The issue of same-sex marriage has proved divisive in Northern Ireland and is currently one of the main sticking points in Stormont's continuing political crisis.
Speaking in Westminster, Mr McGinn said the people of Northern Ireland and their representatives have already spoken in favour of same-sex marriage.
Before devolved government collapsed in January 2017, members of the Northern Ireland Assembly voted five times on whether or not to introduce same-sex marriage.
In November 2015, the MLAs voted in favour of same-sex marriage but it was blocked by the DUP.
Mr McGinn said: "Northern Ireland remains a cold house for LGBT rights.
"This isn't about being nationalist or unionist, it is not even about being gay or being married. It is about people being equal.
"There are those who opposed equal marriage and it is their right to hold those opinions but it is not the right of anyone or any political party to deny or block the rights of others."

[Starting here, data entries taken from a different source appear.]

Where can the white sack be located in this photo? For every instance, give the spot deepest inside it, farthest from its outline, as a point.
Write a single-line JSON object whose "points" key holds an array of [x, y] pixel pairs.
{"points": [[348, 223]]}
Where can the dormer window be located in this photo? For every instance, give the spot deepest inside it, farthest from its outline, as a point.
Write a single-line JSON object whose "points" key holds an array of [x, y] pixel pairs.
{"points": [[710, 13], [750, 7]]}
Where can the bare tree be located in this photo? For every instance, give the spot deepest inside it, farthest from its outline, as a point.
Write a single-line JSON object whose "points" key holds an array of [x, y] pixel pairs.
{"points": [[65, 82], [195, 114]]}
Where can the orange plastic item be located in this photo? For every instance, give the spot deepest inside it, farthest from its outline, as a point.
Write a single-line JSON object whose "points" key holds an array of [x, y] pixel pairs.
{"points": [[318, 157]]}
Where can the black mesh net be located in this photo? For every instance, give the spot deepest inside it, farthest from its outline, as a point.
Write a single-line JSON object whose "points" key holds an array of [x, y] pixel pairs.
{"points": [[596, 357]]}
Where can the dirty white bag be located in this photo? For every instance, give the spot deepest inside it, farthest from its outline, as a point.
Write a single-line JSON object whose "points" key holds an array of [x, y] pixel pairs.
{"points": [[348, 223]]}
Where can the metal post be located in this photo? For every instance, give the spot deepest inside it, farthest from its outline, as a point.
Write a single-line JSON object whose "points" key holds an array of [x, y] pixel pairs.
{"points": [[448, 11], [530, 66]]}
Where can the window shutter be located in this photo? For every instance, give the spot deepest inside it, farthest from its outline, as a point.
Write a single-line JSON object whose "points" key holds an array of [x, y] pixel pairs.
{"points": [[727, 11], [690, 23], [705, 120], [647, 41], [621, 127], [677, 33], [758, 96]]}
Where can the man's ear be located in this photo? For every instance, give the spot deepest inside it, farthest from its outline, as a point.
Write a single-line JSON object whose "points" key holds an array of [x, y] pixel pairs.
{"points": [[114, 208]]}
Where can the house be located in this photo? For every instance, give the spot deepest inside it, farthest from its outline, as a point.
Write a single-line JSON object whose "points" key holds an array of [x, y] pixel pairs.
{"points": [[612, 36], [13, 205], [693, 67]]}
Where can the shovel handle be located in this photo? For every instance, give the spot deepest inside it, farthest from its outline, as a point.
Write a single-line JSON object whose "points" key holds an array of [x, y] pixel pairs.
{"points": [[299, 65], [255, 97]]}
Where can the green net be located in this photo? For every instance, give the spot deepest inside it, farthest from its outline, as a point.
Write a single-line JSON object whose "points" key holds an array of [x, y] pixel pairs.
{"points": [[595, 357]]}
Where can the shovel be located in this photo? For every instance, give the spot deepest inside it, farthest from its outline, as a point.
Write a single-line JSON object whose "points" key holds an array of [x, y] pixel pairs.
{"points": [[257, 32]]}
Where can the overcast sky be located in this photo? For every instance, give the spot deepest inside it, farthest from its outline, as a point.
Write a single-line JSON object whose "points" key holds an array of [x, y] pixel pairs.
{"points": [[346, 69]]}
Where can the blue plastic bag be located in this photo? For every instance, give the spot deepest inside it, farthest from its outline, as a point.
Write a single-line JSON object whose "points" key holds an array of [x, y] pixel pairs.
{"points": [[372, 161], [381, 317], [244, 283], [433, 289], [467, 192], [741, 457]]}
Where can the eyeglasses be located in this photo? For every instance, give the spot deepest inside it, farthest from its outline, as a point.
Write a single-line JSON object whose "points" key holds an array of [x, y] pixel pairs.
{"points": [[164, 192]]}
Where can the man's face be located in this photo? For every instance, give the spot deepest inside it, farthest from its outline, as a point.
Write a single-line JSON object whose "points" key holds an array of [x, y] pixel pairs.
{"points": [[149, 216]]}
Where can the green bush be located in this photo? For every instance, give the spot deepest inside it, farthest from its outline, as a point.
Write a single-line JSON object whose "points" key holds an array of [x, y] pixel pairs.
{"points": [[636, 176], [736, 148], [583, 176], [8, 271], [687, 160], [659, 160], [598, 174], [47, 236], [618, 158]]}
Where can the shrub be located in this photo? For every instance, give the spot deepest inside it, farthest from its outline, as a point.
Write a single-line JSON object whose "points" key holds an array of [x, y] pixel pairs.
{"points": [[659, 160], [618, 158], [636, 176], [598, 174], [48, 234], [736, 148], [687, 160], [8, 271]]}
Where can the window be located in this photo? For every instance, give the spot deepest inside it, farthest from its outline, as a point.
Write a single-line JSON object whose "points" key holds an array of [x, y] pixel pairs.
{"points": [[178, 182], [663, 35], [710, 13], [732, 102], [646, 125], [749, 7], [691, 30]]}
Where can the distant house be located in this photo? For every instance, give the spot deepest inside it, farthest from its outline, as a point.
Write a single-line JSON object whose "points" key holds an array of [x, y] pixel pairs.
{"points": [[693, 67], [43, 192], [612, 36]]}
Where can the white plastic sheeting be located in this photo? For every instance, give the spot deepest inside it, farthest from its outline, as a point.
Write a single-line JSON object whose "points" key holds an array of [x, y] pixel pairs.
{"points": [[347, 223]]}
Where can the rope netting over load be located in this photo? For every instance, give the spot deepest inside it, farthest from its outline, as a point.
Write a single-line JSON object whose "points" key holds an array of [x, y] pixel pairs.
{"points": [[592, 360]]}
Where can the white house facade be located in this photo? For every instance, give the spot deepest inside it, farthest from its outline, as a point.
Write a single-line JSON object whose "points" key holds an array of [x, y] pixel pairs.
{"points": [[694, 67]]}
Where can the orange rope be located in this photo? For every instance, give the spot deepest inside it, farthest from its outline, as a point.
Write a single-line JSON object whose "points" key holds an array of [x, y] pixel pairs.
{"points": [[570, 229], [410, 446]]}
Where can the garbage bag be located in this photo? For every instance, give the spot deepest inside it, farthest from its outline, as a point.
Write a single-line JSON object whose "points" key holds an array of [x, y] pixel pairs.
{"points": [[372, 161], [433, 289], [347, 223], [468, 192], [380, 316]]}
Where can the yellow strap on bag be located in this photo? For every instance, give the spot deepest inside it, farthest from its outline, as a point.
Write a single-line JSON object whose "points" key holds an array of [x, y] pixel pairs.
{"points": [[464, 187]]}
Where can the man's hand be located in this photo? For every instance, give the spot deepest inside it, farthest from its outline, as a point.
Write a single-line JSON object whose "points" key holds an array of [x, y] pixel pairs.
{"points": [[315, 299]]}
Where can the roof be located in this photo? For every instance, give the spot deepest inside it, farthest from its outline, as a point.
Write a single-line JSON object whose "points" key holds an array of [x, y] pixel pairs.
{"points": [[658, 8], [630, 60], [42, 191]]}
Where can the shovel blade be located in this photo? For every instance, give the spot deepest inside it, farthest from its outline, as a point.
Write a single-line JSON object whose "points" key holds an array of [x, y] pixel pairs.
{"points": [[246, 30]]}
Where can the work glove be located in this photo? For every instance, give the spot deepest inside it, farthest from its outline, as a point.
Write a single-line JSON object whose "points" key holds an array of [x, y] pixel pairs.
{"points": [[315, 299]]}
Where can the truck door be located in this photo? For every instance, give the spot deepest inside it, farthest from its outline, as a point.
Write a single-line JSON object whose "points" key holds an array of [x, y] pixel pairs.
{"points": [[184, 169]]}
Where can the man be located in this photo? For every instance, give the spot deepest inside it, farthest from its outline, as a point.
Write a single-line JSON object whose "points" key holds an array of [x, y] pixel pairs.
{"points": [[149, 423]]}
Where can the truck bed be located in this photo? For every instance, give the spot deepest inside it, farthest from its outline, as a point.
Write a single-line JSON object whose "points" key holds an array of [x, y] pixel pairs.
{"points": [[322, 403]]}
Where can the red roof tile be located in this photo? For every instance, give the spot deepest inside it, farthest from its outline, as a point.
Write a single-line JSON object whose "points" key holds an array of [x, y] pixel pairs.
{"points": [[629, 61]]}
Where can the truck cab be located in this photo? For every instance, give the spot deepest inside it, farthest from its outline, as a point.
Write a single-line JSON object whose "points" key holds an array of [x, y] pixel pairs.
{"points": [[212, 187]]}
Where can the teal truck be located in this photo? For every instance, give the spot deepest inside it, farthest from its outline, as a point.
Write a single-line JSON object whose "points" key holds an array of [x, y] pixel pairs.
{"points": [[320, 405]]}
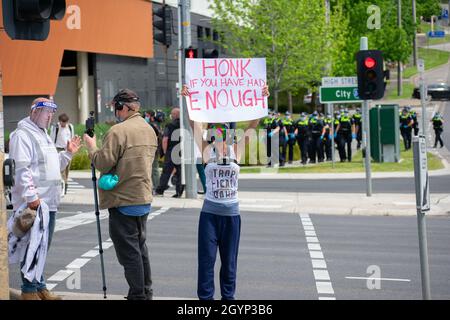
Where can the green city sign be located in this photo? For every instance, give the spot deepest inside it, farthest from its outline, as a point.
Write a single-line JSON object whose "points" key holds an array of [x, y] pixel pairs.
{"points": [[339, 94]]}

In a statement the DUP asked for its position on the matter to be respected.
Timeline of same-sex marriage laws
- England and Wales legalised same-sex marriage in July 2013 and it came into force in March 2014
- Scotland legislated for same-sex marriage in February 2014, which came into effect in December that year
- The Republic of Ireland legalised same-sex marriage in a referendum in May 2015 - becoming the only country in the world to do so by popular vote. Ireland's first same-sex marriage took place in November 2015.